What’s one problem you’d like to solve with your research/work?
I would like to count the uncountable part of real world data and extract useful information from unstructured noisy data.
What aspect of what you do is most interesting?
Most importantly, I extract important information from noisy data to figure out how to use information in incomplete data. It is interesting to me that I can bridge machine learning with robust optimization technique.
Some of my research achievements include:
- Multi-view Kernel Completion: We introduced the first method for completing kernel matrices that contain missing rows and columns as opposed to individual missing kernel values, with the help of information from other incomplete kernel matrices. This method does not require any of the kernels to be complete, and it can tackle non-linear kernels. Kernel completion is done by finding an appropriate set of related kernels for each missing entry from the set of available incomplete kernels.
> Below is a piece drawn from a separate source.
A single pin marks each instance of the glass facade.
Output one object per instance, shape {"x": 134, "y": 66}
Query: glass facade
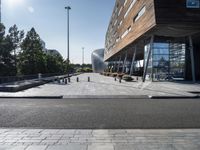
{"x": 167, "y": 61}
- Principal Metabolic Flux Mode Analysis – We introduced structural PCA for data analysis and proposed a novel principal component analysis method regularized by stoichiometric information to discover underlying principal fluxes from given gene expression data. More importantly, this method does not require explicit knowledge of pathways or elementary flux modes for the system.
- Correction of Noisy Labels via Mutual Consistency Check: We proposed a new pre-learning method to correct noisy annotations using minimal human effort. Moreover, we proposed a novel algorithm using the Spannogram framework which solves the resultant non-convex problem efficiently with provable approximation guarantee.
- Classification with Uncertain Observation and Robust Optimization: During my PhD, I worked on building robust classifiers to deal with interval valued uncertainty in data as well as kernel matrices using robust optimization technique. I also dealt with scalability and robustness of these classifiers. We proposed a novel distribution free of large deviation inequality which handles uncertainty as well as a mirror descent algorithm (MDA) like procedures to scale the knowledge of proposed robust formulations.
What are your research or career goals, going forward?
I want to continue in academia and begin teaching.